Tuesday, November 18, 2008

Where is the data?

I just read an article about the difficulty of determining the value of an NBA coach. Careful statistical analysis and recording of lots of data still makes it nearly impossible to gauge the effect of a coach.

Basketball as a sport is the least-quantifiable of the major sports. Baseball is the most easily quantifiable. It is made of of discreet steps and one-on-one confrontations between pitcher and batter.

But perhaps the problem isn't with the data, it is with people. We have a love for numbers, for quantifiable effects, for a head-to-head comparison between rivals to determine the worth of each component. But is this a cognitive bias?

A successful team is a synergy of 12 players, each with a different role, different skills, different physical attributes, and different number of minutes played. Also, only five players can play at a time, so mixing and matching of skills and suitability occurs. The coaches are required to find the right mix of players, playing time, and also fit it in to the context of the flow of the game. Lastly, their is the opponents team to consider, and how well the players on the floor work together to beat the opposing five players, who are also struggling to find their own right mix.
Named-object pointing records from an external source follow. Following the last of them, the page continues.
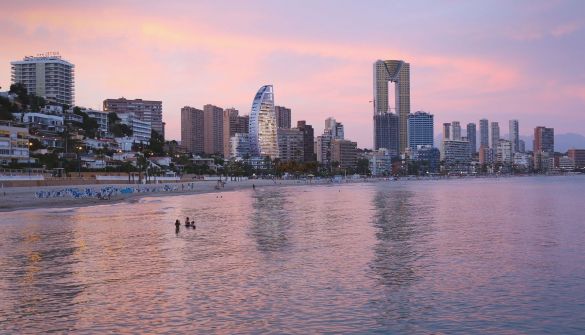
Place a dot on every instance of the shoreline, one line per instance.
(23, 198)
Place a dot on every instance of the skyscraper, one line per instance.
(145, 110)
(290, 145)
(213, 129)
(308, 140)
(398, 72)
(230, 126)
(192, 137)
(544, 140)
(387, 132)
(456, 131)
(484, 137)
(446, 137)
(263, 136)
(283, 117)
(472, 137)
(46, 75)
(334, 128)
(446, 131)
(514, 135)
(495, 135)
(420, 129)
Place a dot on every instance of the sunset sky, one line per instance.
(469, 59)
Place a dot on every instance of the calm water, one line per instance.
(473, 256)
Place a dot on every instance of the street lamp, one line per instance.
(28, 160)
(79, 161)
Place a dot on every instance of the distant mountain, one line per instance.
(563, 142)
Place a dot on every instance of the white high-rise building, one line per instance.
(263, 135)
(46, 75)
(456, 131)
(495, 135)
(514, 135)
(397, 72)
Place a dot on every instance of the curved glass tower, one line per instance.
(263, 137)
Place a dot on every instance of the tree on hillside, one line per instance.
(156, 144)
(21, 93)
(89, 125)
(6, 109)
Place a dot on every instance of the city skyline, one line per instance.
(159, 56)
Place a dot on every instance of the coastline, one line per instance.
(23, 198)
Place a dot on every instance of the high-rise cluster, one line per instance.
(48, 76)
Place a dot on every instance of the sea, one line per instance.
(457, 256)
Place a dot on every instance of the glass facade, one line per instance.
(263, 136)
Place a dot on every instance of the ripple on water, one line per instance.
(471, 256)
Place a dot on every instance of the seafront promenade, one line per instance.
(15, 198)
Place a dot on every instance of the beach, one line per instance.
(19, 198)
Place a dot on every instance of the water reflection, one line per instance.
(402, 222)
(41, 282)
(270, 221)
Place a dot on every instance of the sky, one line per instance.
(469, 60)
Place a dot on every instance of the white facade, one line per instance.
(457, 155)
(14, 143)
(239, 145)
(263, 136)
(290, 145)
(504, 152)
(380, 162)
(101, 118)
(50, 123)
(141, 130)
(46, 75)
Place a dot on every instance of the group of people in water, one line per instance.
(188, 224)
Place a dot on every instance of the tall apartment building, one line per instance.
(387, 130)
(14, 143)
(484, 136)
(486, 155)
(323, 149)
(420, 129)
(578, 156)
(544, 140)
(472, 137)
(283, 117)
(457, 157)
(344, 152)
(145, 110)
(446, 137)
(46, 75)
(397, 72)
(456, 131)
(240, 146)
(334, 128)
(243, 124)
(308, 141)
(230, 125)
(192, 130)
(504, 152)
(514, 135)
(495, 135)
(141, 130)
(263, 136)
(213, 128)
(290, 145)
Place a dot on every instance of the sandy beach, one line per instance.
(18, 198)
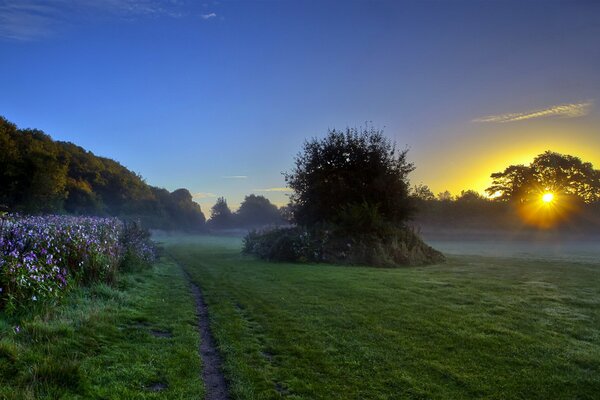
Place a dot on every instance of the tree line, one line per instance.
(39, 175)
(515, 195)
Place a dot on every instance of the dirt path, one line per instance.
(214, 381)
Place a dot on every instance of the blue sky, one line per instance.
(218, 97)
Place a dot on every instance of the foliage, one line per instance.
(397, 247)
(39, 175)
(221, 215)
(42, 257)
(560, 174)
(107, 342)
(475, 327)
(256, 211)
(422, 192)
(346, 169)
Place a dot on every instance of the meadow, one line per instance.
(474, 327)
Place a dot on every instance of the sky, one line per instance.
(219, 96)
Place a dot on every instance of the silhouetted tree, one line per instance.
(549, 171)
(257, 211)
(423, 193)
(444, 196)
(39, 175)
(221, 216)
(351, 172)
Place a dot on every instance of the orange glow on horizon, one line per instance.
(547, 197)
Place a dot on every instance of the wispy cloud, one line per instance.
(27, 20)
(273, 190)
(208, 16)
(203, 195)
(569, 110)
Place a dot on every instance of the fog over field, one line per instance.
(543, 245)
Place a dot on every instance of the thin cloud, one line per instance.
(26, 20)
(202, 195)
(235, 177)
(569, 110)
(273, 190)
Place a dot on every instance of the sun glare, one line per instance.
(547, 197)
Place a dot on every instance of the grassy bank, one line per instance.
(137, 339)
(475, 327)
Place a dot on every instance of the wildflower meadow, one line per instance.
(42, 257)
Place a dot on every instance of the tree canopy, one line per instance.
(350, 172)
(257, 211)
(549, 172)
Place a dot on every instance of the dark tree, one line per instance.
(422, 193)
(560, 174)
(257, 211)
(355, 172)
(221, 216)
(38, 174)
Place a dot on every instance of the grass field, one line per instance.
(134, 341)
(475, 327)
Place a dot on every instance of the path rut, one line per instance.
(214, 381)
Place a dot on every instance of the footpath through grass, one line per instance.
(472, 328)
(137, 340)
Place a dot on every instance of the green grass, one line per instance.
(475, 327)
(102, 343)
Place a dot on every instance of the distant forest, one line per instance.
(40, 175)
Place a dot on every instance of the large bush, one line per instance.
(355, 169)
(400, 247)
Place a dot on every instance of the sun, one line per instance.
(547, 197)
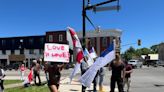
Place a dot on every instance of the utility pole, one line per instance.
(93, 7)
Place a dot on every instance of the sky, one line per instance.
(138, 19)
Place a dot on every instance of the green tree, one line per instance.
(154, 48)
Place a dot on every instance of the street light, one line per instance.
(96, 8)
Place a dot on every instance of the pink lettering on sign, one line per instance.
(54, 47)
(61, 55)
(46, 54)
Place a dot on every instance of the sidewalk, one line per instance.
(75, 86)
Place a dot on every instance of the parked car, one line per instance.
(135, 63)
(8, 67)
(16, 66)
(160, 63)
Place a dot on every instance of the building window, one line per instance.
(104, 42)
(12, 51)
(4, 52)
(31, 51)
(50, 38)
(60, 38)
(21, 51)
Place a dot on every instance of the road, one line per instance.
(146, 79)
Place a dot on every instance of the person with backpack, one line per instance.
(128, 71)
(54, 71)
(22, 71)
(118, 73)
(36, 71)
(2, 75)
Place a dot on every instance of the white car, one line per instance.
(135, 63)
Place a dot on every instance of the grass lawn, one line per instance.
(43, 88)
(6, 82)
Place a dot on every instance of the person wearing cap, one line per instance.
(36, 70)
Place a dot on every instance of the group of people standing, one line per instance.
(121, 73)
(98, 78)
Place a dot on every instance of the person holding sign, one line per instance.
(54, 75)
(118, 72)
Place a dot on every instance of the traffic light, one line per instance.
(139, 42)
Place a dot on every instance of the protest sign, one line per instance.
(56, 52)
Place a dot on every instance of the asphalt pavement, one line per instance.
(146, 79)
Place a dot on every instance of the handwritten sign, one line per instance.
(56, 52)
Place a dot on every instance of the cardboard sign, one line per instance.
(56, 52)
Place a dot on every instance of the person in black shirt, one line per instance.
(128, 71)
(117, 67)
(54, 76)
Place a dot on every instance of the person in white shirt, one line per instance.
(2, 75)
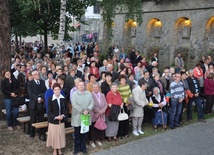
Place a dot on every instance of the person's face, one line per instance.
(123, 81)
(146, 75)
(108, 78)
(81, 86)
(157, 78)
(103, 76)
(96, 88)
(155, 91)
(53, 82)
(7, 75)
(105, 63)
(144, 87)
(43, 70)
(93, 79)
(57, 91)
(114, 89)
(23, 68)
(36, 75)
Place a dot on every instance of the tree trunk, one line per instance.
(5, 36)
(46, 40)
(62, 23)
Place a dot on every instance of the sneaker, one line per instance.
(135, 133)
(10, 128)
(18, 127)
(92, 144)
(99, 143)
(140, 132)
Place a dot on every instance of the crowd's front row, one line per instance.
(107, 107)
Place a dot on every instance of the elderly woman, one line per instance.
(140, 100)
(98, 111)
(10, 89)
(125, 92)
(82, 103)
(57, 116)
(115, 102)
(159, 102)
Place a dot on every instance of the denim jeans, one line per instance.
(198, 102)
(159, 119)
(11, 113)
(175, 112)
(80, 140)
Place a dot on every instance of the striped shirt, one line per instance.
(125, 92)
(177, 90)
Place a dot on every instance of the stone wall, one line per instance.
(181, 25)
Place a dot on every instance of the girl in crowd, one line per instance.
(56, 120)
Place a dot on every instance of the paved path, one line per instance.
(194, 139)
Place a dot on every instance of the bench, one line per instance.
(20, 110)
(26, 120)
(68, 130)
(42, 125)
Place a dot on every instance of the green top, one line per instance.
(125, 92)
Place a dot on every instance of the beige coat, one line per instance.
(80, 103)
(140, 101)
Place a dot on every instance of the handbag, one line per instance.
(85, 120)
(16, 102)
(100, 124)
(122, 115)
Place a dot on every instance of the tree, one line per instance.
(5, 54)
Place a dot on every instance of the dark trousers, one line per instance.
(198, 103)
(209, 103)
(123, 125)
(80, 140)
(34, 116)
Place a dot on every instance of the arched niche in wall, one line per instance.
(210, 31)
(183, 27)
(154, 28)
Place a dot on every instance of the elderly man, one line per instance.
(82, 103)
(36, 89)
(177, 97)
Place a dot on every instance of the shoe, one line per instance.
(99, 143)
(202, 120)
(135, 133)
(92, 144)
(18, 127)
(140, 132)
(10, 128)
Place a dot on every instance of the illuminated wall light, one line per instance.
(187, 22)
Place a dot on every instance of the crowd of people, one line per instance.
(80, 84)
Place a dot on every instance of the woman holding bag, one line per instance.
(57, 115)
(97, 115)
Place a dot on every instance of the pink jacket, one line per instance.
(208, 87)
(98, 106)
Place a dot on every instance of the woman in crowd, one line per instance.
(210, 70)
(56, 120)
(159, 101)
(10, 89)
(114, 101)
(82, 103)
(98, 111)
(139, 101)
(125, 92)
(158, 83)
(105, 86)
(209, 92)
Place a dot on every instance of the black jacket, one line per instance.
(7, 87)
(53, 110)
(114, 112)
(35, 91)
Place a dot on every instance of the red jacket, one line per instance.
(208, 87)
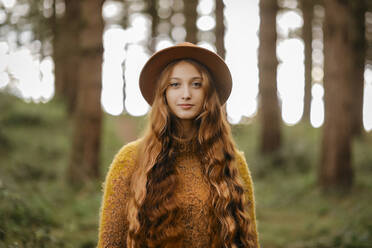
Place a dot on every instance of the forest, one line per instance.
(68, 84)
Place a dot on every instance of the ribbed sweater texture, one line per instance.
(192, 190)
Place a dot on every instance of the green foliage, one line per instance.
(39, 209)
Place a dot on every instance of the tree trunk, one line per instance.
(220, 28)
(269, 110)
(88, 116)
(307, 13)
(153, 11)
(66, 55)
(358, 29)
(191, 18)
(335, 170)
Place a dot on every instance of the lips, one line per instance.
(185, 106)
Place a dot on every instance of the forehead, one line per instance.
(184, 68)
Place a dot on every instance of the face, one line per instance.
(185, 92)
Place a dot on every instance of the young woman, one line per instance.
(184, 184)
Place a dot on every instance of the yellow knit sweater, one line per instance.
(192, 190)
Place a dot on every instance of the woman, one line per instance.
(184, 184)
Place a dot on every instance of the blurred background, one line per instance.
(300, 109)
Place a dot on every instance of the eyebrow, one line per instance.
(180, 78)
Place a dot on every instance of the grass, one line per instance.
(39, 209)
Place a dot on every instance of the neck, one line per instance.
(188, 129)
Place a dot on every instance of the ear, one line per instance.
(165, 98)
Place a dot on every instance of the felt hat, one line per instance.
(217, 67)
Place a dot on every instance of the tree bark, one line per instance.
(335, 170)
(153, 11)
(220, 28)
(191, 18)
(269, 110)
(307, 14)
(66, 54)
(88, 116)
(357, 31)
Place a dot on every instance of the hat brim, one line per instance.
(218, 69)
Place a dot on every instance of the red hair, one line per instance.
(153, 209)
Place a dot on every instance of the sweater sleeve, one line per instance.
(249, 192)
(113, 224)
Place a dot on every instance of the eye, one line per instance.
(196, 84)
(174, 84)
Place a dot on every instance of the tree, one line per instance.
(66, 53)
(269, 110)
(191, 17)
(335, 168)
(307, 15)
(88, 115)
(153, 11)
(359, 46)
(220, 28)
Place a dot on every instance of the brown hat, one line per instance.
(159, 60)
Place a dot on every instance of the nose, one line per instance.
(186, 92)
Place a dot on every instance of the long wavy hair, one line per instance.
(153, 208)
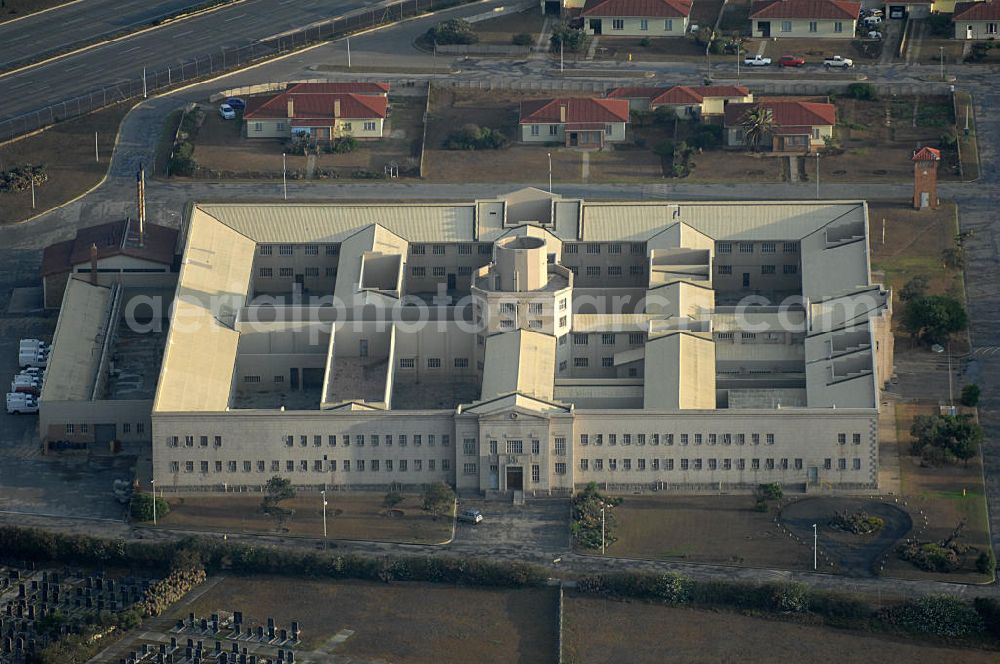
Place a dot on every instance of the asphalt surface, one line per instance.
(527, 535)
(43, 33)
(198, 38)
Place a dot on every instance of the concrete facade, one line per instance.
(656, 379)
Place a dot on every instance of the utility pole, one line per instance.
(815, 546)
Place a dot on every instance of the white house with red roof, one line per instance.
(798, 126)
(637, 18)
(322, 111)
(977, 20)
(798, 19)
(576, 122)
(689, 102)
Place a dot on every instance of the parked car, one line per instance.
(470, 516)
(838, 62)
(791, 61)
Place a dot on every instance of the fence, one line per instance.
(215, 63)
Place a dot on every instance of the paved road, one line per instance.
(202, 36)
(43, 33)
(166, 202)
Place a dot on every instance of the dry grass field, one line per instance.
(403, 623)
(67, 151)
(599, 631)
(349, 516)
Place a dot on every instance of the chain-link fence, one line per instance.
(215, 63)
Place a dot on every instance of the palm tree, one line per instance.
(757, 122)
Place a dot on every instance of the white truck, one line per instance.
(837, 62)
(21, 403)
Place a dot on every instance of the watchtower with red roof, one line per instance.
(925, 163)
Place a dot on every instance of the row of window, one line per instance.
(267, 272)
(668, 438)
(765, 247)
(710, 464)
(318, 466)
(764, 269)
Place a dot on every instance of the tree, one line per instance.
(970, 395)
(276, 490)
(142, 507)
(438, 498)
(757, 122)
(954, 436)
(933, 318)
(914, 289)
(454, 31)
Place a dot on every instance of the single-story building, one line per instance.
(308, 110)
(976, 20)
(106, 254)
(797, 126)
(823, 19)
(637, 18)
(583, 122)
(688, 101)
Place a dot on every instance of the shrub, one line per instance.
(454, 31)
(970, 395)
(862, 91)
(939, 615)
(141, 508)
(986, 563)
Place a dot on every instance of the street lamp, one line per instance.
(817, 173)
(323, 493)
(815, 545)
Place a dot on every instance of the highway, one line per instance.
(36, 35)
(201, 36)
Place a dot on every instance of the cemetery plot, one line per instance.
(41, 606)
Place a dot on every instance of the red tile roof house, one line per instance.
(977, 20)
(576, 122)
(799, 126)
(822, 19)
(323, 111)
(637, 18)
(688, 101)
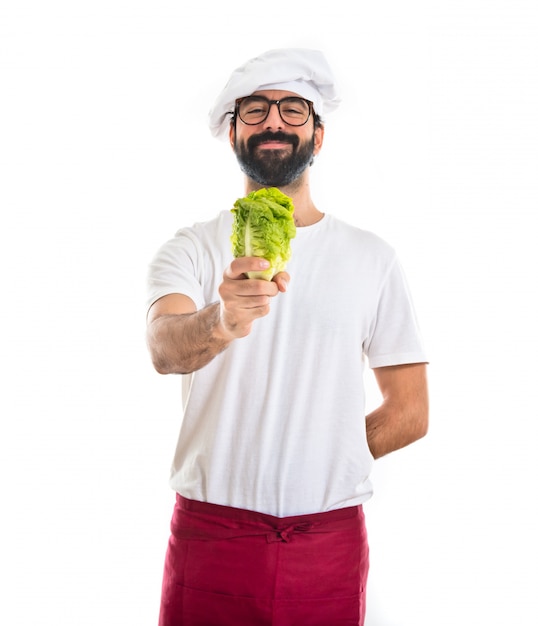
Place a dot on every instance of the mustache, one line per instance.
(256, 140)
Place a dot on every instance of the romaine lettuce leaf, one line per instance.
(263, 226)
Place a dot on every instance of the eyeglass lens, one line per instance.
(255, 109)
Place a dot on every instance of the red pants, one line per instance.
(230, 567)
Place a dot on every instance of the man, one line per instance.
(273, 459)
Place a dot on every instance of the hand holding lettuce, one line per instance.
(263, 226)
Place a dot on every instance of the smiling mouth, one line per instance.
(274, 145)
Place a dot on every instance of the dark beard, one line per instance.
(273, 168)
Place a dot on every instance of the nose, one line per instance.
(273, 119)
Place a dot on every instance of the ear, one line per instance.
(319, 133)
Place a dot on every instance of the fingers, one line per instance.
(244, 300)
(282, 280)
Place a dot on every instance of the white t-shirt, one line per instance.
(276, 422)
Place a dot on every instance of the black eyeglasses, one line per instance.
(254, 110)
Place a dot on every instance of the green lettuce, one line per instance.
(263, 226)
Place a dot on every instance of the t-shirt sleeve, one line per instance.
(175, 269)
(395, 337)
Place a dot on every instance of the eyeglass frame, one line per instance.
(271, 102)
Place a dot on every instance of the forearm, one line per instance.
(180, 344)
(389, 428)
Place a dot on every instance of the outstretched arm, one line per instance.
(182, 339)
(402, 417)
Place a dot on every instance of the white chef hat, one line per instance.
(300, 70)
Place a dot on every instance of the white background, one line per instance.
(105, 152)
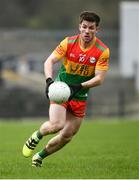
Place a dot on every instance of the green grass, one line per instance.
(101, 149)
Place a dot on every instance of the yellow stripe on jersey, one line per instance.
(61, 49)
(103, 61)
(78, 69)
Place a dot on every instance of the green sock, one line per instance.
(43, 153)
(39, 135)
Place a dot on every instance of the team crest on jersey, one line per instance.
(82, 57)
(72, 55)
(92, 60)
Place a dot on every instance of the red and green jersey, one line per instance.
(79, 64)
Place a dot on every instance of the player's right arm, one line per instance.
(56, 55)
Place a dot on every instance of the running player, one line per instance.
(85, 61)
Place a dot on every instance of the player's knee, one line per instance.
(51, 128)
(56, 127)
(66, 137)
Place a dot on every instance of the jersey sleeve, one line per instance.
(103, 61)
(61, 49)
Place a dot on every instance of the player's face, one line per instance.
(87, 30)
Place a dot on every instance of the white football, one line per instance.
(59, 92)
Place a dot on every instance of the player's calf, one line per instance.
(31, 144)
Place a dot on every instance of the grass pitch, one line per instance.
(101, 149)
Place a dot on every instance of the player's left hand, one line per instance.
(74, 89)
(49, 81)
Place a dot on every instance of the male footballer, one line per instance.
(85, 61)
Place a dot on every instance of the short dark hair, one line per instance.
(89, 16)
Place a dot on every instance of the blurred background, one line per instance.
(31, 29)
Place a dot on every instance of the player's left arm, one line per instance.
(100, 71)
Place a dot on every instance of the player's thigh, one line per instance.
(57, 113)
(72, 125)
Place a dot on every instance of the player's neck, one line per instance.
(86, 45)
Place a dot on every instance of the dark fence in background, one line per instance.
(22, 54)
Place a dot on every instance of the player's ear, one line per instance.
(80, 27)
(97, 28)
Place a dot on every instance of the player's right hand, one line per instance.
(74, 88)
(49, 81)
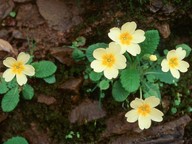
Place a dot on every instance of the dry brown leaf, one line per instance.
(6, 46)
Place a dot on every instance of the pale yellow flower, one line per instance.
(153, 57)
(174, 62)
(128, 38)
(18, 68)
(144, 112)
(108, 60)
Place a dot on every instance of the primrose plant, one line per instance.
(14, 81)
(131, 64)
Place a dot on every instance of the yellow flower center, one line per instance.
(108, 60)
(126, 38)
(18, 67)
(173, 62)
(144, 110)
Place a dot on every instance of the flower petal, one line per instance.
(136, 103)
(175, 73)
(156, 115)
(21, 79)
(171, 54)
(134, 49)
(181, 53)
(114, 48)
(114, 34)
(183, 66)
(98, 53)
(132, 116)
(129, 27)
(97, 66)
(29, 70)
(9, 61)
(152, 101)
(23, 57)
(144, 122)
(138, 36)
(164, 65)
(8, 75)
(111, 73)
(120, 62)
As one can tell, it gets messy fast. Things like personnel skills and human resources though are not quantifiable. It seems that a love of science and numbers frequently blinds people to the two different sides of our brain. One is mathematically inclined, the other is artistically inclined. A problem can have both a numbers side (shooting percentage, number of rebounds) and an artistic side (are these players working together well).

Jeff Van Gundy always struck me as a coach who had a strong affinity for the numbers and technical aspects but never had a clue as to the inter-personal, synergistic side of basketball. Phil Jackson strikes me as more of a coach who is best when he has really good players and figures out how to get them to work together and utilize their talents. I don't think his value is in reminding Kobe to block out or the proper technique. Its in provoking Kobe to want to block out. Jeff knows more about blocking out, but Jackson can get him to do it.

NBA players are a finished product by the time the arrive on the scene. You can't change a man's heart but you can certainly squash out the flame inside him.

Anyways, I think that judging the effect of a coach is more of a right-brain activity which can only be judged and discussed, but trying to quantify it is a laughable activity.

I also think that successful investors in sports are the only people truly qualified to give a valuable opinion on more qualitative judgements. They are paid to be right and punished if they are wrong.